Страница 14 из 33
Нахман молчал.
Как его будто голос должен был вызвать к жизни что-то дурное, притаившееся в темноте, — он не смел говорить. Она требовала: говорите, говорите, — а он знал лишь одно слово, от которого кружилась голова.
— Но меня ждет отец, — нетерпеливо умоляла Неси, — дайте мне немного сил. Вы молчите? Зачем же вы зовете, поджидаете меня? Посмотрите на меня смело! Нет, не можете? Скажите: ступай за мной! Не можете?
Она все более раздражалась. Разве Нахман не как все? Она хочет человека, — его нет. Она хочет свободы, — ее нет. Она хочет света, — его нет.
— Вы слышите, Нахман! — крикнула она. — Ничего у меня нет. С детства меня гнали на работу, и я устала, голодна. Я зла, но дайте немного свободы, и я смягчусь. Я смягчусь, Нахман. Отец бьет меня, но я чиста еще не потому, что боюсь его, а потому что хочу большего.

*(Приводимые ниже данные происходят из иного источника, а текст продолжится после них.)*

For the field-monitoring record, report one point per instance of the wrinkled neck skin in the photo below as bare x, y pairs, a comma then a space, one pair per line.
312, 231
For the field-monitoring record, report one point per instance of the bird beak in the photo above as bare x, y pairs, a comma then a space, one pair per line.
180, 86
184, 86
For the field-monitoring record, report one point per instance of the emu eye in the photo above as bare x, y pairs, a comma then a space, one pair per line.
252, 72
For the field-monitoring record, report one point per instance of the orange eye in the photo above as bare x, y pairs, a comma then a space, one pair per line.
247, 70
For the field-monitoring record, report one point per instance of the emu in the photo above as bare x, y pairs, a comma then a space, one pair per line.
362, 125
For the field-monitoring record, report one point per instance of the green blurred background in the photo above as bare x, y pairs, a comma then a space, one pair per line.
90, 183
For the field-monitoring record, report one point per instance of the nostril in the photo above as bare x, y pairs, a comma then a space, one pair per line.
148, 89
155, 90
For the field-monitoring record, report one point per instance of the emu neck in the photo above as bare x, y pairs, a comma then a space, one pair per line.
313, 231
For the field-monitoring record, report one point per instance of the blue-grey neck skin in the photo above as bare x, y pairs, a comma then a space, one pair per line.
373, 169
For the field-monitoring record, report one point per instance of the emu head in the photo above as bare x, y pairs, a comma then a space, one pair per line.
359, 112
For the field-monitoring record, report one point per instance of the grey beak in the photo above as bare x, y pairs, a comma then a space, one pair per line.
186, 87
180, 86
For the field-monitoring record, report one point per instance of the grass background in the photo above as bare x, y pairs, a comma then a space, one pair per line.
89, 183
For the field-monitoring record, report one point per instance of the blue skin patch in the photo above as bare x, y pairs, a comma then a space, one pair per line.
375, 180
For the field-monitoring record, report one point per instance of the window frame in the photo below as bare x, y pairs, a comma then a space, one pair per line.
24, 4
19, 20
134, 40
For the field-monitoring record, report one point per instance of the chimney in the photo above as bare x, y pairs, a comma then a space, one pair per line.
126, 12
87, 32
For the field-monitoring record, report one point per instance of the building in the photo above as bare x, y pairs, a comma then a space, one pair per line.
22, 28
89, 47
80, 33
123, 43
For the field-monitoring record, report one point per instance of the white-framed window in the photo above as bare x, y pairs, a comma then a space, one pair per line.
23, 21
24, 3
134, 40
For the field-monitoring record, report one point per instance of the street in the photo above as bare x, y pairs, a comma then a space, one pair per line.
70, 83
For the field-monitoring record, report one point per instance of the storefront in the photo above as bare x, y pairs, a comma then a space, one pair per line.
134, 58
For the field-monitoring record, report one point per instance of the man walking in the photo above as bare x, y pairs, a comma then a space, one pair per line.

Я могу завтра же бросить дом, — но я жду…
Она говорила, бросала слова, терялась…
— Скажите, — продолжала она, — если я пойду в город и попрошу первого богача, которого встречу, чтобы он взял меня, — он сделает? Посмотрите на меня скорее и скажите.
Она остановилась и близко придвинулась к нему.
— Смотрите, Нахман, оглядите меня… Не лгите. О, будьте смелы хоть теперь! Подумайте, — продать это негодное тело, которое здесь никому не нужно, отдать живого человека, над которым издевается отец, преследуют нищие-бедняки, и на миг стать сильной, крепкой, как золото, ходить среди гордых, богатых людей и хоть один раз сказать "я", — что может меня удержать?
— Но вы безумная, Неси, — возмутился Нахман, — как можете вы со мной говорить об этом?
Он хотел рассердиться, прикрикнуть на нее, но когда он взглянул на ее лицо, его охватила жалость. Теперь он чувствовал себя обязанным ей за правду, которой она как бы связала свою измученную, тоскующую душу и доверчиво отдала ему на суд. Он смотрел на нее с состраданием — и видел зло. Но оно шло не от нее, а от этих проклятых домов нищеты, грязных, заброшенных, утопавших в великом горе. В этой замученной девушке кричали тысячелетия рабства, плакали тысячелетия обид, унижений, может быть, возмутились лучшие инстинкты человека, который не выдержал… И со всей нежностью, на которую был способен, он сказал ей:
— Пожалейте себя, Неси!
— Вы понимаете, вы верите? Я хочу вздохнуть, только вздохнуть, дорогой мой!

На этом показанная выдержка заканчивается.